Zero-Inflated Data
This page covers special considerations for count data with many zeros, which is common in microbiome (OTU/ASV tables), RNA-seq, and ecological species abundance matrices. Standard correlation methods can produce misleading results with such data and should be applied with care.
Why Standard Correlation Falls Short
Three issues arise with zero-inflated count data:
Distributional assumptions. Pearson correlation assumes approximate normality. Count data with many zeros is strongly right-skewed and violates this assumption.
Compositionality. When data are relative abundances (proportions summing to 1), any increase in one taxon mathematically forces others to decrease. This creates spurious negative correlations between otherwise independent features.
Spurious correlations from rare features. Two rare OTUs that happen to co-occur in just a few samples can appear highly correlated even if the association is meaningless.
Transformations
Transforming the data before computing correlations is often sufficient for moderately sparse datasets.
Log transformation with a pseudocount handles skewness:
otu_log <- log(otu_table + 1)
cor(otu_log, method = "pearson")
Centered log-ratio (CLR) is the standard approach for compositional data. It removes the compositionality constraint:
library(compositions)
otu_clr <- clr(otu_table + 1)
cor(otu_clr, method = "pearson")
Variance stabilising transformation (VST) is recommended for RNA-seq count data:
library(DESeq2)
dds <- DESeqDataSetFromMatrix(countData = t(count_matrix),
colData = sample_data,
design = ~ 1)
vsd <- vst(dds, blind = TRUE)
cor(t(assay(vsd)), method = "pearson")
Robust Correlation Methods
When transformation is not appropriate or sufficient, rank-based methods are more robust:
# Spearman: generally the safest default for count data
cor(otu_table, method = "spearman")
# Kendall: better for small samples or many tied ranks
cor(otu_table, method = "kendall")
Specialised Methods for Microbiome Data
For network analysis or correlation inference on highly sparse compositional data, dedicated methods outperform general-purpose transformations:
- SparCC — sparse correlations for compositional data (
SpiecEasipackage) - SPIEC-EASI — sparse inverse covariance estimation for ecological association inference
- propr — proportionality analysis as an alternative to correlation for compositional data
These are beyond the scope of this course but are worth knowing about for microbiome-specific analyses.
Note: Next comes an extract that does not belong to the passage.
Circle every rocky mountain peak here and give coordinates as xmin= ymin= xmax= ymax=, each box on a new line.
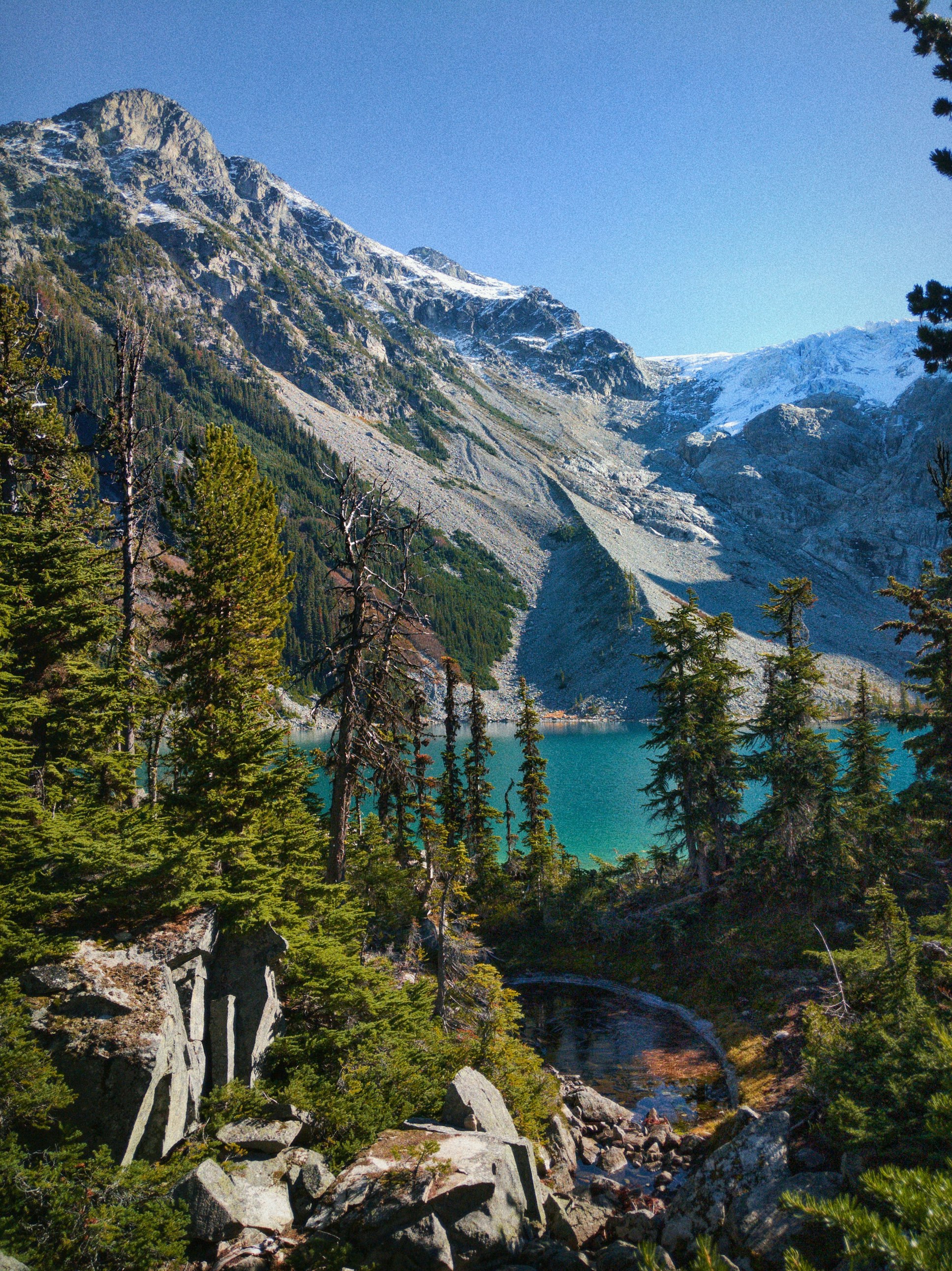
xmin=407 ymin=247 xmax=484 ymax=285
xmin=52 ymin=88 xmax=224 ymax=173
Recommended Workflow by Data Type
Microbiome (OTU/ASV): Filter rare features (present in less than 10% of samples), apply CLR transformation, use Spearman or SparCC for correlations.
RNA-seq: Filter low-count genes, apply VST or rlog (DESeq2), use Pearson on transformed values for correlation, DESeq2 or edgeR for differential expression.
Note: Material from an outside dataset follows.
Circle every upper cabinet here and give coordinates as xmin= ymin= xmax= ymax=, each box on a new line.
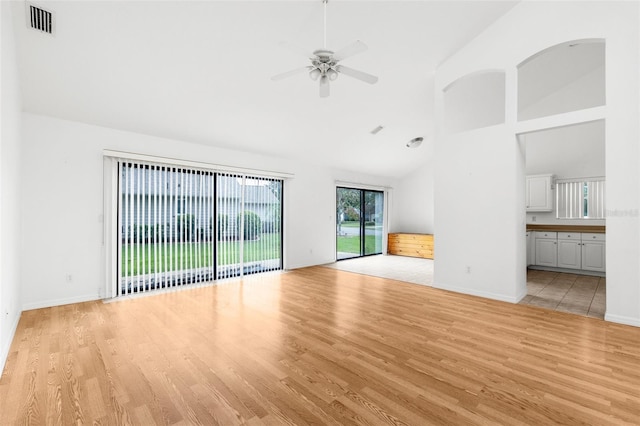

Ecological species abundance: Filter rare species, use Bray-Curtis dissimilarity for ordination, apply Hellinger transformation before PCA, use PERMANOVA for group comparisons.
Further Reading
- Friedman & Alm (2012). Inferring correlation networks from genomic survey data. PLoS Computational Biology.
- Kurtz et al. (2015). Sparse and compositionally robust inference of microbial ecological networks. PLoS Computational Biology.
- Love et al. (2014). Moderated estimation of fold change and dispersion for RNA-seq data with DESeq2. Genome Biology.